TinyMyo: a Tiny Foundation Model for Flexible EMG Signal Processing at the Edge
Matteo Fasulo, Giusy Spacone, Thorir Mar Ingolfsson, Yawei Li, Luca Benini, Andrea Cossettini
TL;DR
This work tackles the generalization and edge-deployability gap in EMG processing by introducing TinyMyo, a compact 3.6M-parameter Transformer encoder pre-trained with self-supervised masked reconstruction on diverse EMG datasets. The model supports multiple downstream tasks—gesture classification, kinematic regression, and speech-related tasks—through lightweight task-specific heads, achieving state-of-the-art or competitive results on NinaPro DB5, EPN-612, UCI-EMG, Ninapro DB8, and the Gaddy Silent Speech Dataset.
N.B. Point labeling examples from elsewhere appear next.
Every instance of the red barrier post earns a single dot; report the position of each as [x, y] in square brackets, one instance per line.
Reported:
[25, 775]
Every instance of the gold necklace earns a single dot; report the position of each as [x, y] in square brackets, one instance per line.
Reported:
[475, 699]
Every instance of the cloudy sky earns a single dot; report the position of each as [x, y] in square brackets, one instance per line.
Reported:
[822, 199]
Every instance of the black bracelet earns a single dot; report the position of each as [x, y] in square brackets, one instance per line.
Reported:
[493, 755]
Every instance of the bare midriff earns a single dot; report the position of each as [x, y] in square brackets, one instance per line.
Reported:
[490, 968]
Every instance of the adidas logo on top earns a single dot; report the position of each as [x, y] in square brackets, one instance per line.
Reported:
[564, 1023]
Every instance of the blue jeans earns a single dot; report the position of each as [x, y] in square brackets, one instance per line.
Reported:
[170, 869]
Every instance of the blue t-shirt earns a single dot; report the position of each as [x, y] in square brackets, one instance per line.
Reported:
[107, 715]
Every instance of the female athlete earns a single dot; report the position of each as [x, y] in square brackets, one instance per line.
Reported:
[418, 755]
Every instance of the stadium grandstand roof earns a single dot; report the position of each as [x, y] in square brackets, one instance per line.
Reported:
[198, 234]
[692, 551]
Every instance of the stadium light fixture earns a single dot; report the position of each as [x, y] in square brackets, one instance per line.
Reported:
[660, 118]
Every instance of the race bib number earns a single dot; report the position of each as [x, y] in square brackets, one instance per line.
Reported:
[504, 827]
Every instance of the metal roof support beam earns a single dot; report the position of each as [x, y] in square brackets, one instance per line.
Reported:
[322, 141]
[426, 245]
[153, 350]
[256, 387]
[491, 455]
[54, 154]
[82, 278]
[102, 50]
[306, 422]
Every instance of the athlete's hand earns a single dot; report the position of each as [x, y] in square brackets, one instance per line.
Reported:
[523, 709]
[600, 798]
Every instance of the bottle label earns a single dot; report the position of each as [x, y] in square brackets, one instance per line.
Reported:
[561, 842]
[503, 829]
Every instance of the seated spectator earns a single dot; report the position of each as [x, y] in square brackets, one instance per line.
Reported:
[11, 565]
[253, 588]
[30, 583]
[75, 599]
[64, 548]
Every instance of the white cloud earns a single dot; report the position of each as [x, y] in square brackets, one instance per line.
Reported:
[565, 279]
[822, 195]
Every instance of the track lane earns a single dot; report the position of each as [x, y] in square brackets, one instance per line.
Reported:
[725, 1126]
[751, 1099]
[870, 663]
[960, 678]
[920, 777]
Importantly, TinyMyo is demonstrated on an ultra-low-power GAP9 MCU with an average power envelope of $36.45\text{mW}$ and 12.2 s latency, highlighting practical edge deployment. The authors also open-source the pre-trained backbone and downstream architectures to accelerate future EMG research and standardize a foundation for diverse sensing configurations.
Abstract
Surface electromyography (EMG) is a non-invasive sensing modality used in several domains, including biomechanics, rehabilitation, prosthetic control, and emerging human-machine interaction paradigms. Despite decades of use, significant challenges remain in achieving robust generalization across subjects, recording systems, and acquisition protocols. To tackle these challenges, foundation models (FMs) are gaining traction when targeting end-to-end applications based on EMG signals. Yet, existing EMG FMs remain limited to single downstream tasks and lack deployability on embedded platforms. In this work, we present TinyMyo, a lightweight FM based on a Transformer encoder architecture. The model is pre-trained in a self-supervised manner on publicly available datasets and achieves high reconstruction fidelity with only 3.6M parameters. With minimal task-specific head adaptations, the same backbone is used to tackle multiple downstream tasks, leveraging datasets acquired from diverse sensing locations and hardware platforms. We demonstrate generalization across hand gesture classification, hand kinematic regression, speech production and recognition, with performance comparable to or surpassing the state of the art (SoA), and model size below 5M parameters. We achieve SoA results compared to previous FM-based works on the NinaPro DB5 ($89.4\pm0.16\%$), UCI-EMG ($97.56\pm0.32\%$), and EPN-612 ($96.74\pm0.09\%$) datasets. We report, to the best of our knowledge, the first deployment of an EMG FM on an ultra-low-power microcontroller (GAP9), achieving an average power envelope of 36.45mW. By open-sourcing the pre-trained and the downstream task architectures (https://github.com/pulp-bio/BioFoundation), we aim to provide a flexible resource that can accelerate future research and serve as a common foundation for the EMG community.